The Student Assembly narrowly passed a statement recommending that the Board of Trustees add a young alumnus to its membership last night.
To pass, the statement required the affirmation of two-thirds of the present voting members. Members of the Assembly's Executive Committee remained after the meeting adjourned to discuss the close vote. After referencing the Assembly constitution to ascertain how abstentions should be counted, the highly contested statement was passed by a margin of only one vote.
The statement, drafted and sponsored by Student Body President Janos Marton '04, will be presented to the Board of Trustees in about a week.
The current trustees "can be out of touch with the sentiment on campus," said Marton. He also said that the Board of Trustees is composed predominantly of alumni who graduated 20 years ago or more. The youngest member of the Board of Trustees graduated in 1984.
The resolution calls for an application process for graduating seniors every three years. From the applicant pool, the Assembly's Membership and Internal Affairs Committee will select 10 applicants from which the student body will choose three.
The Board of Trustees will make their final selection from that group. The young alumnus trustee will serve for three years after his or her graduation, at which point the process will be repeated.
Several Assembly members were concerned that the selection process was unfair because not every graduated class would have the chance to run for the Trustee position.
Others were concerned that the representative should be directly elected by the student body and not by the MIAC. Marton disagreed, saying that the Trustees would not accept a directly elected member of the student body because they feared it would be a "popularity contest" and that the elected member would not fit the specific prerequisites for being a Trustee, such as leadership and financial management experience.
Marton also said that two similar propositions had been rejected by the Board of Trustees in the past 10 years because the Board had feared that they would not have any choice in the alumnus selected and that the alumnus would be held too accountable to the student body.
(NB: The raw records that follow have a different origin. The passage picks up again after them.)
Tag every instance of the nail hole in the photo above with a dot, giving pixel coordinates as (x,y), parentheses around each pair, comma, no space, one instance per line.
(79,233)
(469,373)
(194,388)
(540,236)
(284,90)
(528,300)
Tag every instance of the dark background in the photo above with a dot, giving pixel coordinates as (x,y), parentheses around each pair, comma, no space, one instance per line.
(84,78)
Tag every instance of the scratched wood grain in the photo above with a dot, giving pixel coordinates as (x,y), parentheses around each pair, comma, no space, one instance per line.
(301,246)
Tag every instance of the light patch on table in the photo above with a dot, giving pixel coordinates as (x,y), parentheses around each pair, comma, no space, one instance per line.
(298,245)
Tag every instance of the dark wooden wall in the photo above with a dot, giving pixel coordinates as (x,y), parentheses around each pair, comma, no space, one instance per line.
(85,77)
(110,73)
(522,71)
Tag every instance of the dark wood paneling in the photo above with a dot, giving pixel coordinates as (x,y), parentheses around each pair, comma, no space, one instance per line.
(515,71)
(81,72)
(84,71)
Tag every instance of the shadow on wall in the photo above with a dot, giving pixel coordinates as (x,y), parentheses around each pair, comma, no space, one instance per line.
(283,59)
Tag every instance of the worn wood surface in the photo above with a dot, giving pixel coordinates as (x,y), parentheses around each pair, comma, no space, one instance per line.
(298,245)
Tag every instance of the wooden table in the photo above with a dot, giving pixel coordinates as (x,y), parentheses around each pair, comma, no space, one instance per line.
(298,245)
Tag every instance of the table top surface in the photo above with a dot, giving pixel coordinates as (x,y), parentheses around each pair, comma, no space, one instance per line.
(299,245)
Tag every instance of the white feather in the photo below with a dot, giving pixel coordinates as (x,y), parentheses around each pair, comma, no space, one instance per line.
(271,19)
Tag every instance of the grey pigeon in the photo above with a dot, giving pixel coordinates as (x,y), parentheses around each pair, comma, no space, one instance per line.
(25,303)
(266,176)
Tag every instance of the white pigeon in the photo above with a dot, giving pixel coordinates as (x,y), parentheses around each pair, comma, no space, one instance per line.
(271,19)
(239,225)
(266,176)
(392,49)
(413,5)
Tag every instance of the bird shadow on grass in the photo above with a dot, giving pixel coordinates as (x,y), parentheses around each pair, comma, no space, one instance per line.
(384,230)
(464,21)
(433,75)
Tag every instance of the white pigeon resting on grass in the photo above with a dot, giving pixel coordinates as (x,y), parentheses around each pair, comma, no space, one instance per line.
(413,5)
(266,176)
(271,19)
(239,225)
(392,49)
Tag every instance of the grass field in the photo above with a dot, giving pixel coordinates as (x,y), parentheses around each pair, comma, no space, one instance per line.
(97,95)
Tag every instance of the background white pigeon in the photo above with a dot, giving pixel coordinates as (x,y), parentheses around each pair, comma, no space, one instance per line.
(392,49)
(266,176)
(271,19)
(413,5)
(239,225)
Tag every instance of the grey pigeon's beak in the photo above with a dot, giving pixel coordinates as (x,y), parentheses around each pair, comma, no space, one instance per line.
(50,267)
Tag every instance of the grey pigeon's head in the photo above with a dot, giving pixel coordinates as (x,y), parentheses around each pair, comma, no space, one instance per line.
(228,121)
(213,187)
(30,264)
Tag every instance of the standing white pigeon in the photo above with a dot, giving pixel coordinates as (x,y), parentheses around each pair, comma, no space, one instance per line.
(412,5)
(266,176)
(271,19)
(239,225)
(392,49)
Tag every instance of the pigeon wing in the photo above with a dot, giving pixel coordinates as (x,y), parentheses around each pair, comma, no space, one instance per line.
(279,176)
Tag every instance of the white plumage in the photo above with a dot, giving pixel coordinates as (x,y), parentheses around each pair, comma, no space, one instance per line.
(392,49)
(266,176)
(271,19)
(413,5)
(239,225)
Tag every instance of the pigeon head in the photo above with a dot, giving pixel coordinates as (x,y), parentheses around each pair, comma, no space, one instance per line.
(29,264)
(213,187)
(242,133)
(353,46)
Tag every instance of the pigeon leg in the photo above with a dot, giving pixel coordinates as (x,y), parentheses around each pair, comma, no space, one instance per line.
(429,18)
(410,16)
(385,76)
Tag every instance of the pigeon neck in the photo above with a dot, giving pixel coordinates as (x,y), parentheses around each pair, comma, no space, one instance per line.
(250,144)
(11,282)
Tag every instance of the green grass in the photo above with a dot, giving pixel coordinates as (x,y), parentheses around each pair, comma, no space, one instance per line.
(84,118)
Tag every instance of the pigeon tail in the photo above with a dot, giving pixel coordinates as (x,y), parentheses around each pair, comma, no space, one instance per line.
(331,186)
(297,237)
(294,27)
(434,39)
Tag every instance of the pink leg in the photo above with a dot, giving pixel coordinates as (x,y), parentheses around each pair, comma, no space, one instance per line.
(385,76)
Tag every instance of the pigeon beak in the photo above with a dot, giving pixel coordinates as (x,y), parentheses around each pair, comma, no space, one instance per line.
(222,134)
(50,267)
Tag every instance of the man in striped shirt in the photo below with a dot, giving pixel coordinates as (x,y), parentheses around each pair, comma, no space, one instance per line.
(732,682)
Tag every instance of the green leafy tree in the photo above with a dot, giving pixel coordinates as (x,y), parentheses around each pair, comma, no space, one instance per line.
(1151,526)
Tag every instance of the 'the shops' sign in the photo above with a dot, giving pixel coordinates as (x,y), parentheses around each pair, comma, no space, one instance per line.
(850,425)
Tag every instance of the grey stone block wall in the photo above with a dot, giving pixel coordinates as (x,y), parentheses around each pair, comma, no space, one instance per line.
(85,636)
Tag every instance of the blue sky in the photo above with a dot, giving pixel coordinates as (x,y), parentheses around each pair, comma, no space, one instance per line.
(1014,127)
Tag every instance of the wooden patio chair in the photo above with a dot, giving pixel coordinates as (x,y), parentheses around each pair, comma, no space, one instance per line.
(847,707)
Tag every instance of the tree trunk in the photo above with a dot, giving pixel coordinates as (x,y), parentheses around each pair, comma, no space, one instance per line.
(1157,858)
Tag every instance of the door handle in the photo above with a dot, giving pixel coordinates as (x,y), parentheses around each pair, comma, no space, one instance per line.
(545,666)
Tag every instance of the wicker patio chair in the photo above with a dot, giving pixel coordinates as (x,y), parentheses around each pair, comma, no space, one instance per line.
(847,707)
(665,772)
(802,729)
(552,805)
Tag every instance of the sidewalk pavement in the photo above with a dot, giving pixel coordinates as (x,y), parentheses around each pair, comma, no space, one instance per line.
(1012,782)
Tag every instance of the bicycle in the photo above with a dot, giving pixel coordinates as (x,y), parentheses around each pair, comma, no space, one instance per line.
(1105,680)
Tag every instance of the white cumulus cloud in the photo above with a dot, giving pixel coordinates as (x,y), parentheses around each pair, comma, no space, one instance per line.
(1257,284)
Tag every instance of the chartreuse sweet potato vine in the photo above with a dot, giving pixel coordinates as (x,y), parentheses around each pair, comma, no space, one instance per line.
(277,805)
All other Board Members are not held accountable to any one specific group of alumni.
"Our job is first to represent the students, not to be pragmatic towards the trustees," said Assembly member Shardul Oza '06.
Some members expressed skepticism that the addition of one young alumnus member would result in any real change in the decisions made by the Board of Trustees, but Amit Anand '03 said "if something like the SLI happens again -- you may wish we had a young alumnus on the Board."
Both Anand and Marton also said that the Trustees may not follow the statement exactly but that they would nonetheless accept it as a general recommendation.
A few members hoped that the logistics of the resolution could be changed to allow not only graduating seniors but also recent graduates to apply for the position.
The Assembly briefly discussed several other topics including the College's recently-revamped alcohol policy, a possible new committee to investigate campus privacy and a few ideas for solving staffing and funding problems at the Big Green Bean and Lone Pine Tavern.